Pour l’ensemble des actifs ensuite, je souhaite qu’en cette année 2013 puisse se concrétiser la belle idée du compte individuel de formation dont les partenaires sociaux viennent de jeter les bases dans leur accord relatif à la sécurisation de l’emploi.
La mise en oeuvre du compte nécessitera un accord ambitieux de mise en oeuvre entre l’Etat, les Régions et les partenaires sociaux. Je compte bien faire en sorte que dans une logique de formation initiale différée, la maîtrise des savoirs de base soit pleinement prise en compte dans les discussions. Pour pouvoir se former tout au long de la vie, il faut parfois en effet d’abord « réapprendre », acquérir à nouveau les fondamentaux qui permettent d’accéder à tout le reste.
* L’accès à la qualification pour tous les jeunes, le droit concret à la formation tout au long de la vie, voilà de belles ambitions dont la lutte contre l’illettrisme est partie prenante.
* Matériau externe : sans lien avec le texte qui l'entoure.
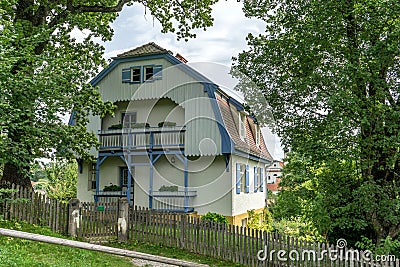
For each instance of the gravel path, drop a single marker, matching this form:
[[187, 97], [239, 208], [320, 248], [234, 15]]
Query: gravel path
[[146, 263]]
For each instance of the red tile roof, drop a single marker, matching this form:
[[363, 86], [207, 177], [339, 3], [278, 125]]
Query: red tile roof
[[230, 116]]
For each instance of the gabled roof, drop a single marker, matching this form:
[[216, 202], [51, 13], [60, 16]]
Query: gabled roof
[[230, 115], [147, 49]]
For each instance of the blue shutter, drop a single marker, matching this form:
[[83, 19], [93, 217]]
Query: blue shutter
[[126, 75], [237, 178], [247, 179], [255, 180], [157, 72]]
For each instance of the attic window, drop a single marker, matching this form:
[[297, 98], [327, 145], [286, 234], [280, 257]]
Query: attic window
[[148, 72], [139, 74], [135, 75]]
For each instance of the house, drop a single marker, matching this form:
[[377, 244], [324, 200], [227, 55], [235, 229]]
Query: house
[[176, 142], [274, 174]]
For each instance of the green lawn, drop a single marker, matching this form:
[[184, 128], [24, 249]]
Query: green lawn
[[19, 252]]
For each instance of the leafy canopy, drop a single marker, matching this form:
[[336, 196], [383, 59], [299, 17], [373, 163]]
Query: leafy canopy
[[44, 71], [329, 72]]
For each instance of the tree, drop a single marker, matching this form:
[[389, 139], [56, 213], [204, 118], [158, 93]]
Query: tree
[[44, 72], [329, 71]]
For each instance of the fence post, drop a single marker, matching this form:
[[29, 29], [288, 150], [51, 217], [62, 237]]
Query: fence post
[[73, 217], [123, 215]]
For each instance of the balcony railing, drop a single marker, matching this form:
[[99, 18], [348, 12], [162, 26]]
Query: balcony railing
[[173, 201], [147, 138], [110, 196]]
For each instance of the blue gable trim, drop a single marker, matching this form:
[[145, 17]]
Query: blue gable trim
[[251, 156], [227, 143], [182, 66], [236, 104]]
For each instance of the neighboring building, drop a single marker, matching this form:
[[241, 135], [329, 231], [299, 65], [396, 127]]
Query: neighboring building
[[190, 146], [274, 174]]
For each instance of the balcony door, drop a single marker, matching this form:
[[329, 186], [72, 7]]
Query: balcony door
[[124, 178]]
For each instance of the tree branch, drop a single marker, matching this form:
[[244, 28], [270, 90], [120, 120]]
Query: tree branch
[[83, 8]]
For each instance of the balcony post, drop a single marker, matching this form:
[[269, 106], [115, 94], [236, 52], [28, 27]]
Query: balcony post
[[151, 181], [98, 162], [186, 183], [128, 190]]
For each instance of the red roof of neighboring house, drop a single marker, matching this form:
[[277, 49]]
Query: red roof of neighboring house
[[230, 116], [275, 186]]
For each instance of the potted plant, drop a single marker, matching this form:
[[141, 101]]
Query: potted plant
[[166, 124]]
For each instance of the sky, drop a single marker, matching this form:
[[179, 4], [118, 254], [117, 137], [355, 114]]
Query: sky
[[217, 45]]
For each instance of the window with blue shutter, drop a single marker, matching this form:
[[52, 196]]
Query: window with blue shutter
[[255, 179], [247, 179], [262, 180], [238, 178], [157, 72], [126, 75]]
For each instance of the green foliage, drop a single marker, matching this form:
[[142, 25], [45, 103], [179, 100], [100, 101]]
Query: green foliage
[[214, 217], [260, 221], [328, 71], [387, 246], [58, 179], [44, 72], [297, 227], [165, 188]]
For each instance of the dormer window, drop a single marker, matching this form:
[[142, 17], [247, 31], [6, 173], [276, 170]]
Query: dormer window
[[148, 73], [140, 74], [242, 126], [135, 75]]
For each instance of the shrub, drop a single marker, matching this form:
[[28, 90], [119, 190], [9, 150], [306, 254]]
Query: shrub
[[112, 188], [214, 217]]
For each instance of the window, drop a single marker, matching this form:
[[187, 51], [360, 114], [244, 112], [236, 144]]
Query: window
[[135, 75], [258, 182], [139, 74], [92, 176], [128, 119], [242, 178], [148, 73], [124, 173], [242, 126]]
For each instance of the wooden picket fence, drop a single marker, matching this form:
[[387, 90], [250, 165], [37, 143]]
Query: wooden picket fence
[[241, 245], [35, 208]]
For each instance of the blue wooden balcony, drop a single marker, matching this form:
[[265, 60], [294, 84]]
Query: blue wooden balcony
[[144, 138]]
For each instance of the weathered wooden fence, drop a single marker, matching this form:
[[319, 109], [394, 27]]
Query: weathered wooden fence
[[97, 221], [35, 208]]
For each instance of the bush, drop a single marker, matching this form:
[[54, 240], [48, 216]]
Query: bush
[[112, 188], [214, 217]]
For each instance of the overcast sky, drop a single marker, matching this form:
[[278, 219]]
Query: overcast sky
[[227, 38]]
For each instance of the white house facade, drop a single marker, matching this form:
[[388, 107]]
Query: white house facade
[[176, 142]]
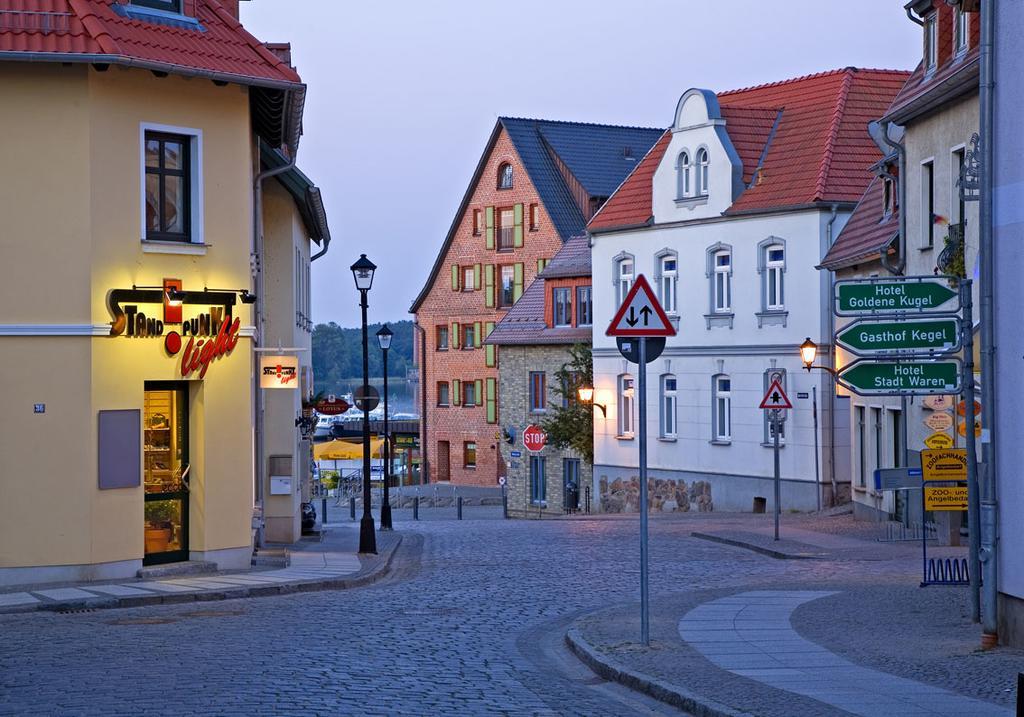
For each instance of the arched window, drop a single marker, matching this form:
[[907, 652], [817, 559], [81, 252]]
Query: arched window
[[505, 176], [702, 171], [683, 176]]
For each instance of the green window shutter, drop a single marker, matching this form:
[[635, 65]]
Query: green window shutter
[[518, 225], [491, 402], [489, 226], [488, 286]]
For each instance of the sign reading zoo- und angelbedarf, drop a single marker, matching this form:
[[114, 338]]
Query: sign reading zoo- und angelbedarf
[[855, 297]]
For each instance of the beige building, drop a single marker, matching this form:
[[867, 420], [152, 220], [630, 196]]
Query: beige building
[[129, 300]]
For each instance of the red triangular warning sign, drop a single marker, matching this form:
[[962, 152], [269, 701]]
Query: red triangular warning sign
[[775, 397], [640, 314]]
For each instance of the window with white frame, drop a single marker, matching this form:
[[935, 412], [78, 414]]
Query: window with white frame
[[668, 281], [702, 162], [668, 407], [774, 275], [722, 278], [960, 31], [626, 406], [722, 408], [683, 175], [624, 279]]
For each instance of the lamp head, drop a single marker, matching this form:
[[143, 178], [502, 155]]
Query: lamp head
[[384, 337], [363, 271]]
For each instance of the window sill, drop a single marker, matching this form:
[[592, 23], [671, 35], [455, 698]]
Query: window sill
[[152, 246]]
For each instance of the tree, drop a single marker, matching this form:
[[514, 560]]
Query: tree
[[571, 425]]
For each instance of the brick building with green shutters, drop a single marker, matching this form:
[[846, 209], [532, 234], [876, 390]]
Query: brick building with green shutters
[[537, 184]]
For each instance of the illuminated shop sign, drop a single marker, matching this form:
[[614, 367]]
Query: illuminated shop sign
[[206, 335]]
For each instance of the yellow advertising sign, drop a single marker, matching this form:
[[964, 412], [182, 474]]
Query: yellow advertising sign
[[944, 464], [945, 498], [939, 440]]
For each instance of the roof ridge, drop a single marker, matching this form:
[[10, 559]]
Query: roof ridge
[[94, 26], [833, 135], [503, 118], [824, 73]]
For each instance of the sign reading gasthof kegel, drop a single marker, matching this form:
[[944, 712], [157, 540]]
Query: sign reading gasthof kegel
[[901, 378], [865, 337], [903, 295], [943, 464], [945, 498]]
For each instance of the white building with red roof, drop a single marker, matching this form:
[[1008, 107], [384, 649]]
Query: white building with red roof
[[728, 216]]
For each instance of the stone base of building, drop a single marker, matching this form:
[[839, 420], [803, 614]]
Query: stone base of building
[[1011, 620], [616, 490]]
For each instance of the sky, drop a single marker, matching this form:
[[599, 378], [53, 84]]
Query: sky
[[402, 96]]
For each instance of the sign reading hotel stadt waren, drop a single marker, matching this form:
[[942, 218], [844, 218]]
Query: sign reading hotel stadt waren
[[206, 335]]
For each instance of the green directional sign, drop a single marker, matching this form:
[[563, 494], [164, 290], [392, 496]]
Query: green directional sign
[[901, 378], [867, 337], [899, 295]]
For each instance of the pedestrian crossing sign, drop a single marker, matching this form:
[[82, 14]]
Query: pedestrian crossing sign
[[775, 397]]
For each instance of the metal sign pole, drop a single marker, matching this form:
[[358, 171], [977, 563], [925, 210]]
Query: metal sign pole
[[776, 423], [642, 430]]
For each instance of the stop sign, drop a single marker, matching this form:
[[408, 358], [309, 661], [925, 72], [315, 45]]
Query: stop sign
[[534, 438]]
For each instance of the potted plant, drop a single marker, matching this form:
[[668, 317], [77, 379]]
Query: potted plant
[[158, 525]]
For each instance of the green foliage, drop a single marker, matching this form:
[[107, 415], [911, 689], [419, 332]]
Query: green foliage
[[338, 353], [572, 427]]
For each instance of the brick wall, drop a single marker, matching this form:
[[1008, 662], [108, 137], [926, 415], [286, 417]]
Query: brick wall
[[517, 364], [458, 424]]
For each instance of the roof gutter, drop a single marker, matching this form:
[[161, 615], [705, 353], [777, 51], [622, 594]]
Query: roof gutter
[[170, 68]]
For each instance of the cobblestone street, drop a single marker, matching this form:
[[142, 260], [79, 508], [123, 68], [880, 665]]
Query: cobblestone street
[[471, 621]]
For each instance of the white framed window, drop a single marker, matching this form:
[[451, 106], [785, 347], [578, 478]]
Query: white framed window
[[162, 229], [668, 282], [701, 167], [722, 278], [931, 29], [774, 277], [667, 403], [721, 409], [626, 396], [624, 278], [683, 175], [961, 30]]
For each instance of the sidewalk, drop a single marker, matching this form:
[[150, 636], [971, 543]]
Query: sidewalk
[[314, 564], [863, 639]]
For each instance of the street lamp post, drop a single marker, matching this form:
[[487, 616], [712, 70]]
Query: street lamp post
[[384, 339], [363, 271]]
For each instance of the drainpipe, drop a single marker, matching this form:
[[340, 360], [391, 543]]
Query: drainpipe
[[832, 359], [257, 269], [986, 294]]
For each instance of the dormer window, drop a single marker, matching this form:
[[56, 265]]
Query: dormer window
[[931, 29], [505, 176], [683, 176], [702, 163]]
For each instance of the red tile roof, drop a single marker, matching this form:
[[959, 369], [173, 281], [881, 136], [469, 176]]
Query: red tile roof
[[866, 232], [96, 32], [818, 152]]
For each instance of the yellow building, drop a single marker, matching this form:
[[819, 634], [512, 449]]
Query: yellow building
[[134, 281]]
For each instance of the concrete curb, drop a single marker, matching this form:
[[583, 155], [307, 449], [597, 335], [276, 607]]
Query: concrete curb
[[770, 552], [344, 583], [669, 693]]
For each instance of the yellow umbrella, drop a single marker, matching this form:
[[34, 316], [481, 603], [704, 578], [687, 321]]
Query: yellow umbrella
[[339, 450]]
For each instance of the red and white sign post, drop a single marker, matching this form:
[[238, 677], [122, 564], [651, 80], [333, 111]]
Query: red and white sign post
[[641, 317], [776, 401]]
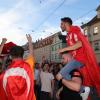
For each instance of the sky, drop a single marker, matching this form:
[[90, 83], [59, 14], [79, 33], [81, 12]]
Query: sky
[[41, 18]]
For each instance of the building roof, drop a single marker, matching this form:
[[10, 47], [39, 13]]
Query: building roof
[[92, 21]]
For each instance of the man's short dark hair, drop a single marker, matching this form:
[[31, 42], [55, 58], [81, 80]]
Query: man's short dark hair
[[67, 19], [17, 52]]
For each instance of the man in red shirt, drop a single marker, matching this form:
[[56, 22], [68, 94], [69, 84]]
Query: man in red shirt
[[83, 55], [17, 82]]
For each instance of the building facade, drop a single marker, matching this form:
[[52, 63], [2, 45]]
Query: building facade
[[48, 47], [92, 30]]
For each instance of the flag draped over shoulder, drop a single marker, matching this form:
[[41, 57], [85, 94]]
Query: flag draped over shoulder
[[91, 70]]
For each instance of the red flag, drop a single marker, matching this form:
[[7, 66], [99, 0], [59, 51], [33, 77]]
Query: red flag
[[91, 71], [17, 82], [7, 47]]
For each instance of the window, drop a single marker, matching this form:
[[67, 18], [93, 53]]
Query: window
[[95, 30], [96, 46]]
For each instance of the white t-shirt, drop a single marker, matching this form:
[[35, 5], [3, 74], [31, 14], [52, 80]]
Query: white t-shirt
[[46, 79]]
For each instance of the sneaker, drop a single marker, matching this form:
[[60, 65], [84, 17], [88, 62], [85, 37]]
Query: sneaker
[[85, 94]]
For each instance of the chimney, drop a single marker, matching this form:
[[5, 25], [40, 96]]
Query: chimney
[[98, 11]]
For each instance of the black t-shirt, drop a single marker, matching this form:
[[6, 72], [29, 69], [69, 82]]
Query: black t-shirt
[[68, 94]]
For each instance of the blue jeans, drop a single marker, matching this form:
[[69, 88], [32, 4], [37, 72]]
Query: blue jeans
[[70, 66]]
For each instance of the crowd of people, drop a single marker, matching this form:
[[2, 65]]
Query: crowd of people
[[22, 78]]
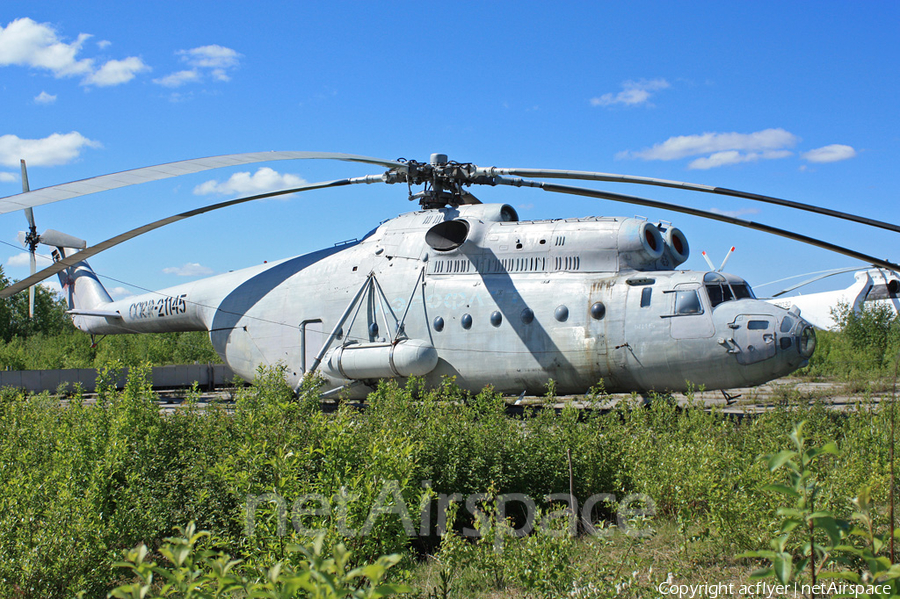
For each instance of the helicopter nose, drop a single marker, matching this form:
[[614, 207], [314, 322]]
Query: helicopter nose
[[797, 335], [806, 341]]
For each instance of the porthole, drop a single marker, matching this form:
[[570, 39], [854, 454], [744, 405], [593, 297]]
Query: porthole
[[561, 314]]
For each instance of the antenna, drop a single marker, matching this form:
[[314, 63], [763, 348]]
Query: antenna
[[727, 256]]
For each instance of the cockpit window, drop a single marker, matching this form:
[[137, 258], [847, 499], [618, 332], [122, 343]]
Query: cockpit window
[[721, 290], [687, 302]]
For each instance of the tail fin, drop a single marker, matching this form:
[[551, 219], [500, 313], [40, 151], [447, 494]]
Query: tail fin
[[84, 293]]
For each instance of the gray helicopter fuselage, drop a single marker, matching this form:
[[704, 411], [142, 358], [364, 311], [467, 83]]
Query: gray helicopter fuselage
[[473, 293]]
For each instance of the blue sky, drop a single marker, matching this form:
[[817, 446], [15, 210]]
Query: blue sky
[[790, 99]]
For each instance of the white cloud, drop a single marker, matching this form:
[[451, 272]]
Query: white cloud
[[22, 259], [214, 61], [116, 72], [720, 149], [191, 269], [30, 44], [26, 43], [59, 148], [632, 94], [832, 153], [263, 180], [211, 57], [734, 157], [735, 213], [178, 79], [44, 98], [52, 285]]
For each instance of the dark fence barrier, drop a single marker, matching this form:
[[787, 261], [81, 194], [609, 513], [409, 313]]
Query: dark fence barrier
[[207, 376]]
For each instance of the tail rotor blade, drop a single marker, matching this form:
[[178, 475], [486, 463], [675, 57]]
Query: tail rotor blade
[[31, 289]]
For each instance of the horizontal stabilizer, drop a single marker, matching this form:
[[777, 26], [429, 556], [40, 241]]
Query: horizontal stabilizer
[[100, 313]]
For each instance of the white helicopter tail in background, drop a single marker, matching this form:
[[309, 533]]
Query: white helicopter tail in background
[[872, 287]]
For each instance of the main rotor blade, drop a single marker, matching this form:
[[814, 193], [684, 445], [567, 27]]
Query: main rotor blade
[[618, 197], [68, 261], [65, 191], [591, 176]]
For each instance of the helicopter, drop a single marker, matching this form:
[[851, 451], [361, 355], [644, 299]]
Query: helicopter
[[461, 288], [873, 287]]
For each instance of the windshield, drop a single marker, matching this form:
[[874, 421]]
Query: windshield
[[719, 289]]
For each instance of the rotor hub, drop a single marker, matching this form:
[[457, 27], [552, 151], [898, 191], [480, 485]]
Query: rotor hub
[[443, 180]]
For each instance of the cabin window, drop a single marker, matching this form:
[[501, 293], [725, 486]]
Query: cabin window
[[561, 314], [721, 290]]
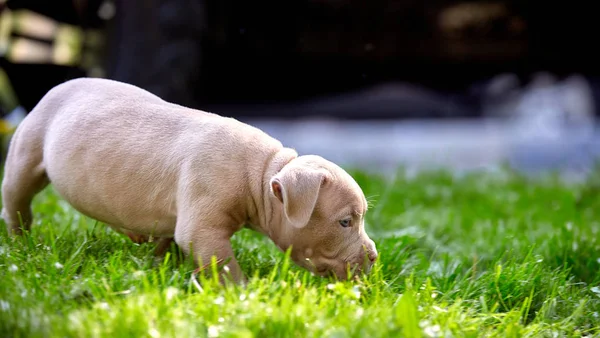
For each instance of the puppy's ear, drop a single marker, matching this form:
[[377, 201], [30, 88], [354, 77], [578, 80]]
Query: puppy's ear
[[298, 190]]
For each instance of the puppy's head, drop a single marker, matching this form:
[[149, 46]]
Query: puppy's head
[[322, 211]]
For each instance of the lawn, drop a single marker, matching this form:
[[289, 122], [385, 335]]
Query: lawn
[[484, 254]]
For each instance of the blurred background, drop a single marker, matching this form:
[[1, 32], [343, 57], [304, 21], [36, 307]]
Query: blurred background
[[372, 85]]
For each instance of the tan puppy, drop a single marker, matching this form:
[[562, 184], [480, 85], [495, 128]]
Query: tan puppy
[[125, 157]]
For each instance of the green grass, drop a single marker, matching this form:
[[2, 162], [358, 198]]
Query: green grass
[[493, 255]]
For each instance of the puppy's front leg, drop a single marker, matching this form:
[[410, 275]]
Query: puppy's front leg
[[204, 240]]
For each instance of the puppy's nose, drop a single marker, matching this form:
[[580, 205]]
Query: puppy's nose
[[373, 256]]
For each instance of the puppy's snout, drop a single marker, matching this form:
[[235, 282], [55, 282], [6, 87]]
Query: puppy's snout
[[371, 251], [373, 256]]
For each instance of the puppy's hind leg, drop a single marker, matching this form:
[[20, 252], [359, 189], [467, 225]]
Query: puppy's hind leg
[[24, 177]]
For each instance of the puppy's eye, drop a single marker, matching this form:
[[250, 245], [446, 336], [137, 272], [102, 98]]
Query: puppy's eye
[[346, 222]]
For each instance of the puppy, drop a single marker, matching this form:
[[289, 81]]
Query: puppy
[[147, 167]]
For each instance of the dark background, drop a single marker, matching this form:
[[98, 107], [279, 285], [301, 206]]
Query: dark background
[[273, 58]]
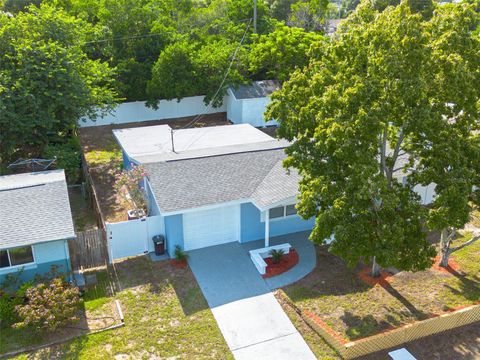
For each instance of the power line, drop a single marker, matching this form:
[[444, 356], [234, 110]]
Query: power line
[[198, 117]]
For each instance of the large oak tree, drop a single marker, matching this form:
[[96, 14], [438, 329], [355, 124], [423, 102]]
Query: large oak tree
[[391, 102], [47, 82]]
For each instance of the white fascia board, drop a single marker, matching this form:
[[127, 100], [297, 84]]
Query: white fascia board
[[205, 207], [288, 201]]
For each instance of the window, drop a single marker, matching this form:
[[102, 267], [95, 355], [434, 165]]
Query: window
[[281, 212], [276, 212], [17, 256]]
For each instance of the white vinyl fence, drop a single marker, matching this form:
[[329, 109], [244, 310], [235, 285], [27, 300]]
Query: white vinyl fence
[[133, 237], [137, 111]]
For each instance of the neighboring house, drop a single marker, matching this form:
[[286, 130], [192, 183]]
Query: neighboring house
[[332, 26], [221, 184], [35, 224], [247, 104]]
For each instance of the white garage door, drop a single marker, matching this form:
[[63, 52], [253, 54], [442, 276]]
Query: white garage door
[[211, 227]]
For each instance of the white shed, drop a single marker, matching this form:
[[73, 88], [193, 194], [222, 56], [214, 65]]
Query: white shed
[[246, 104]]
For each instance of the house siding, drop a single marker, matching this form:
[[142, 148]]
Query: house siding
[[254, 229], [127, 164], [54, 253], [253, 111], [174, 232], [234, 109]]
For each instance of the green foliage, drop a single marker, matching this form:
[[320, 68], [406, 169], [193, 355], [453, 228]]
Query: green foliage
[[180, 254], [8, 315], [67, 157], [47, 82], [49, 306], [129, 187], [387, 81], [277, 54], [277, 255], [188, 69]]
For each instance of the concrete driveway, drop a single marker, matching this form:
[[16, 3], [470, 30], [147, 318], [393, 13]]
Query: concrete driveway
[[251, 320]]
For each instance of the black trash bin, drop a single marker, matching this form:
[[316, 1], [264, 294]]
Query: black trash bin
[[159, 242]]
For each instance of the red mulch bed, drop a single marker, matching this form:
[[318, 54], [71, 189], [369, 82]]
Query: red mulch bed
[[180, 264], [288, 261], [452, 268], [366, 277]]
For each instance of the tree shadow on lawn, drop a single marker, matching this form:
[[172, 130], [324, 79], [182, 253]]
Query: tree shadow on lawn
[[159, 276], [468, 286]]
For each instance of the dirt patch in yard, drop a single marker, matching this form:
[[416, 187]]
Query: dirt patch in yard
[[461, 343], [104, 158], [166, 316]]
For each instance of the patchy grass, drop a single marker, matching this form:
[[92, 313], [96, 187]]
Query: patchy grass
[[316, 343], [83, 217], [97, 311], [111, 152], [335, 294], [166, 316]]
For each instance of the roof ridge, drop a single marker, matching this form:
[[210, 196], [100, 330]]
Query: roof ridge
[[267, 174]]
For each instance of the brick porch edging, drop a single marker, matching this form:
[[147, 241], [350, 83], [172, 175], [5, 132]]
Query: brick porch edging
[[461, 316]]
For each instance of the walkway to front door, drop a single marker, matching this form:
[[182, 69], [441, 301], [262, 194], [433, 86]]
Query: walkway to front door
[[250, 318]]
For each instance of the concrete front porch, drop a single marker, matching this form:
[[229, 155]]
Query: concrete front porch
[[251, 320], [306, 257]]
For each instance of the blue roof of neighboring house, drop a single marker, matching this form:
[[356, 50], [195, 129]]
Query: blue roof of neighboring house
[[34, 208], [256, 176]]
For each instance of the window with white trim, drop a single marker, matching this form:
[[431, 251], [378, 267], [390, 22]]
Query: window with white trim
[[17, 256], [281, 212]]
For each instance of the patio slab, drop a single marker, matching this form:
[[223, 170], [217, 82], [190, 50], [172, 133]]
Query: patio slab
[[252, 321]]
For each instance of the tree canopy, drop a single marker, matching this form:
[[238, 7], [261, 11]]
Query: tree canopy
[[47, 81], [391, 102]]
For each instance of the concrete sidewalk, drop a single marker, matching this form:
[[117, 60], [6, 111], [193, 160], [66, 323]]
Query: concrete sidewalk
[[252, 321]]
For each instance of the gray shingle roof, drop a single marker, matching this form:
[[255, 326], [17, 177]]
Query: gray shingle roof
[[34, 208], [258, 89], [278, 185], [191, 183]]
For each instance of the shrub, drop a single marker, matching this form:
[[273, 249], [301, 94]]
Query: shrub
[[180, 254], [49, 306], [129, 187], [67, 157], [276, 255], [8, 316]]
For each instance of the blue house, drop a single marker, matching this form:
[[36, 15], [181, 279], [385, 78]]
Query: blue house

Dans les prochaines semaines, vous allez prendre, nous allons prendre collectivement des initiatives concrètes au service de ces objectifs. J’en citerais quatre : Je veux d’abord saluer l’engagement des partenaires sociaux en lien avec la nouvelle convention cadre Etat-FPSPP 2013-2015. Ils vont consacrer en 2013 plus de 54 Meuros à un appel à projets dédié à l’illettrisme et à l’acquisition de socles de compétences. Cet engagement, à l’appui des OPCA, d’une ampleur inégalée et qui s’inscrira dans la durée, bénéficiera en priorité aux salariés fragilisés.
Il s’agit à la fois de sécuriser leur parcours et d’en faire plus encore les acteurs de la compétitivité de leur entreprise.
- Deuxième initiative, le nouvel acte de décentralisation qui va confier une compétence pleine et entière aux Régions dans la mise en oeuvre des actions de lutte contre l’illettrisme en faveur des demandeurs d’emploi. Cette nouvelle donne va renforcer l’efficacité de l’intervention publique et favoriser le continuum des solutions proposées, de la maîtrise de lire, écrire, compter au développement d’autres compétences clefs telles que l’ouverture culturelle ou l’approfondissement de la citoyenneté.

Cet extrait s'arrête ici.